Il fatto è che adesso, lui – siccome in qualche modo
“funziona” nella società (che si contenta davvero di poco) –
ha un lavoro uno stipendio, persino il porto d’armi, e guida l’auto. E
nessun genitore tiene fuori della sua portata l’accendino e la bottiglia
dell’alcol.
L’età infantile del mostro, del barbaro lasciato crescere
senza civilizzarlo, è mostrata da un fatto evidente: non pensa
nemmeno un attimo alle conseguenze del suo omicidio, la prigioni, la
carcerazione per decenni.
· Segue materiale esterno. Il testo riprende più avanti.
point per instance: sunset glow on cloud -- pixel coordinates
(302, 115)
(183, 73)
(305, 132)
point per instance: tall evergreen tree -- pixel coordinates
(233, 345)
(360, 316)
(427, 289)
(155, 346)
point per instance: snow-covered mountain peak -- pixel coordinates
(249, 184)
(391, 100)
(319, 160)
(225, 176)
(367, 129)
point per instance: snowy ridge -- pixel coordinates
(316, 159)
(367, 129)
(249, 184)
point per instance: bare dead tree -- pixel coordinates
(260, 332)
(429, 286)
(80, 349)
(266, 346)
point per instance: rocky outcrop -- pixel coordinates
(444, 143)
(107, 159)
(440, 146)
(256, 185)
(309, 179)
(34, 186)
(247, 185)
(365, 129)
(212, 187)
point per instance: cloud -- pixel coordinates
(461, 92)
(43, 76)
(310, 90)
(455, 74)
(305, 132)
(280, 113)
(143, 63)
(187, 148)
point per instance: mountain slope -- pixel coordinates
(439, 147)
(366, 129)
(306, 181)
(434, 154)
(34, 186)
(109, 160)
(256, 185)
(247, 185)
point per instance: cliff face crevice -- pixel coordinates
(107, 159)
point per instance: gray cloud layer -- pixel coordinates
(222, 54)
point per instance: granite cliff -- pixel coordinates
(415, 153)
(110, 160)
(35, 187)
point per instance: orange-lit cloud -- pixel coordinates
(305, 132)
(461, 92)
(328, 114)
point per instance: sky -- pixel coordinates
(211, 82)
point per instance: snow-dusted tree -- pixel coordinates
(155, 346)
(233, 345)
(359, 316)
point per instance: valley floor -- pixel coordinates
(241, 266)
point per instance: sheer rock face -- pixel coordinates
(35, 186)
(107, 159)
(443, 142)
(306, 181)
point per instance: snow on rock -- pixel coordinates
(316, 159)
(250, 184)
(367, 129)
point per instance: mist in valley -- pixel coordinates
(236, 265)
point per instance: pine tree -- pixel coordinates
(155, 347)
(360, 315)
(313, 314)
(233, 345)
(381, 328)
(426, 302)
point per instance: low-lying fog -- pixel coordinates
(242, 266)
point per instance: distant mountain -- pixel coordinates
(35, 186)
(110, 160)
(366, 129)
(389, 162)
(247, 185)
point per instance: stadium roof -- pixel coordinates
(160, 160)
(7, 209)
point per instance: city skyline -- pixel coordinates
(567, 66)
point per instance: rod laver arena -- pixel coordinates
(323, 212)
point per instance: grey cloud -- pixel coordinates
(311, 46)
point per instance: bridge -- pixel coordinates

Ha premeditato l’assassinio quel tanto che
basta, s’è portato la bottiglia di alcol; ma non ha alcuna capacità di
prevedere “oltre”, non riesce a immaginare il dopo, imprevidente come
appunto un barbaro selvaggio negroide. Non si è preordinato alcun alibi, ha
negato l’evidenza: “No…non sono stato io!”. La scusa del piccino di 2
anni che ha rotto la finestra a sassate.
Così succede, una quarantina di volte quest’anno. E’ la
società “liberata” che non sa più civilizzare i suoi barbari verticali, è la
società progressista che non sa (né vuole) trasmettere il Progresso; ad
ogni generazione cade in un gradino più basso della barbarie, perché gli
“educatori” sono essi stessi di una generazione precedente che non è stata
civilizzata. E lo chiamano “femminicidio”.
E’ inutile che vi dica come dovrebbe essere una società
capace di civilizzare i barbari verticali, che sappia
renderli virilmente adulti, continenti, cavallereschi, dotati di senso
della dignità e dell’onore – ossia della vergogna di
compiere atti bassi contro i più deboli. Inutile che vi canti
le lodi del “controllo sociale”, del giudizio sociale che premeva su
molti dei peggiori e li faceva essere meno pessimi; strillereste
che voglio la società bigotta, insopportabilmente repressiva, ormai superata
dal progresso e dalla libertà; una società dove un giovane e una giovane
“si parlavano” sul divano di casa, alla presenza (orribilmente noiosa) della
nonna o della sorellina…. Sicché tocca a voi, ragazze.
Abbiate almeno la coscienza di intuire che la
“Libertà sessuale” vi ha reso delle schiave sessuali; che vi spinge
a proporvi solo come oggetti di seduzione, e senza la nonna sul divano che
vi evita l’irreparabile. Sappiate almeno riconoscere i sintomi del
piccolo criminale infantile nel torsolone palestrato e col pelo pubico, il
Conan non civilizzato nel tizio con cui andate a letto.
Vorrei dirvi: negategliela, a questi qui; siate come
le dame del tempo che fu, che si negavano a chi non fosse “prode e cortese”, e
civilizzarono i maschi germani facendone dei cavalieri obbligandoli a
procrastinare, a sospirare il piacere – che poi non arrivava mai, magari.
Ma so che chiedo troppo.
Al prossimo femminicidio, non vi accontentate della
diagnosi falsa e ideologica, ipocrita, con cui la società si
auto-assolve. Almeno questo, ragazze.